冒頭に書いたとおり、今回はゴールデンウィークのドライブということで、播州清水寺に参拝した後でこちらに伺いました。国道372号線をひたすら走るだけですが、このルートも気持ちよく走ることができるルートですし、途中で丹波篠山に立ち寄ることもできます。ワタシは丹波篠山でランチしてから穴太寺に向かいました。

R9を挟んで北側が亀岡の中心部、南側が郊外といった土地で、穴太寺はR9の南側で、さらに京都縦貫道も越えたあたり、昔ながらののどかな町並みの中にあります。駐車場にクルマを止めると山門はすぐそこです。

ホームページもないからそんなに参拝者を歓迎してないんじゃないかとか勘ぐっていましたが、大外れでした。

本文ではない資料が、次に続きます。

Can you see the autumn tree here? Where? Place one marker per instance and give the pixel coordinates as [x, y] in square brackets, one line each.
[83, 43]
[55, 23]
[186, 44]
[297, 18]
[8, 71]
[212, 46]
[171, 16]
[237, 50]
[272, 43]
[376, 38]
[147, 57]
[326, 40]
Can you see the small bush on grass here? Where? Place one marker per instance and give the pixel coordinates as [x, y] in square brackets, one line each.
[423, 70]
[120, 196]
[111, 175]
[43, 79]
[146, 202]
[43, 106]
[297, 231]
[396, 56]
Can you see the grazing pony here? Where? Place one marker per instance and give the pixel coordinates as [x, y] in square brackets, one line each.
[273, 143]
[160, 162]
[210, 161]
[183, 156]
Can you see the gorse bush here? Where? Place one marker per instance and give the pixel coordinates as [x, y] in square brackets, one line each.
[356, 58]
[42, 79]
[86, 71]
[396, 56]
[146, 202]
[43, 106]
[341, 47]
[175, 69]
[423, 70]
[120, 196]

山門脇にもやる気満々に西国三十三所の石碑が建っていますし、程よく賑わっている空気を感じます。

穴太寺 山門
穴太寺 仁王門

山門はナチュラルに色褪せており、千社札もたくさん貼られていて歴史を感じさせます。

でも、境内に足を踏み入れると、実に整然とした雰囲気に様変わりします。

穴太寺 境内全景
穴太寺 境内全景

でも、本堂に近づいてみると、やっぱり千社札や奉納額がいっぱいで、多くの人々がこの地を巡礼してきた歴史を感じます。良い雰囲気ですね。

穴太寺 本堂
穴太寺 本堂

……でも、忘れてはいけないのは、穴太寺の御本尊は薬師如来。三十三所札所御本尊は上で書いたとおり盗まれてご不在ですが、そこに観音様の魂は在り続けると信じて参拝するのが巡礼の心構えだ……と、勝手に思い込んで参拝いたしました。

ちなみに方丈・庫裏そして庭園、本堂内の拝観は有料です。大人500円ですが庭園も素晴らしく、本堂内もとても荘厳で、さらに「なで仏」として有名な釈迦涅槃像を実際にナデナデできますので、ぜひ拝観なさってくださいね。残念ながら本堂内は撮影は禁止なので、なで仏様の写真はありませんが、立派な木造のお釈迦様が横たわってお布団を被っていらっしゃいます!w 撫でる際はこの布団を引っぺがしてナデナデしていいとのことです。

本堂へと続く渡り廊下
本堂へと続く渡り廊下

それにしても釈迦涅槃像というのは寝転んでいるのがデフォルトで、おなじみのポーズなのですが、よくよく思い返してみると、あんまり目の前で拝見することがないような気がします。そういう意味でもぜひご覧いただきたいと思います。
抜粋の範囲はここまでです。